Antisense STAT3 inhibitor decreases viability of myelodysplastic and leukemic stem cells.
Shastri A., Choudhary G., Teixeira M., Gordon-Mitchell S., Ramachandra N., Bernard L., Bhattacharyya S., Lopez R., Pradhan K., Giricz O., Ravipati G., Wong L-F., Cole S., Bhagat TD., Feld J., Dhar Y., Bartenstein M., Thiruthuvanathan VJ., Wickrema A., Ye BH., Frank DA., Pellagatti A., Boultwood J., Zhou T., Kim Y., MacLeod AR., Epling-Burnette PK., Ye M., McCoon P., Woessner R., Steidl U., Will B., Verma A.

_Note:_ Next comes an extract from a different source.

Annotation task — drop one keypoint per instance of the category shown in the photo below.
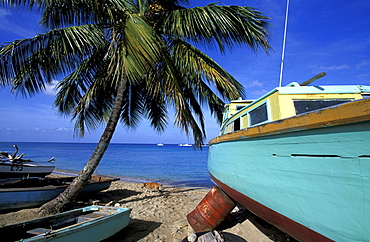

Acute myeloid leukemia (AML) and myelodysplastic syndromes (MDS) are associated with disease-initiating stem cells that are not eliminated by conventional therapies. Transcriptomic analysis of stem and progenitor populations in MDS and AML demonstrated overexpression of STAT3 that was validated in an independent cohort. STAT3 overexpression was predictive of a shorter survival and worse clinical features in a large MDS cohort. High STAT3 expression signature in MDS CD34+ cells was similar to known preleukemic gene signatures. Functionally, STAT3 inhibition by a clinical, antisense oligonucleotide, AZD9150, led to reduced viability and increased apoptosis in leukemic cell lines. AZD9150 was rapidly incorporated by primary MDS/AML stem and progenitor cells and led to increased hematopoietic differentiation. STAT3 knockdown also impaired leukemic growth in vivo and led to decreased expression of MCL1 and other oncogenic genes in malignant cells. These studies demonstrate that STAT3 is an adverse prognostic factor in MDS/AML and provide a preclinical rationale for studies using AZD9150 in these diseases.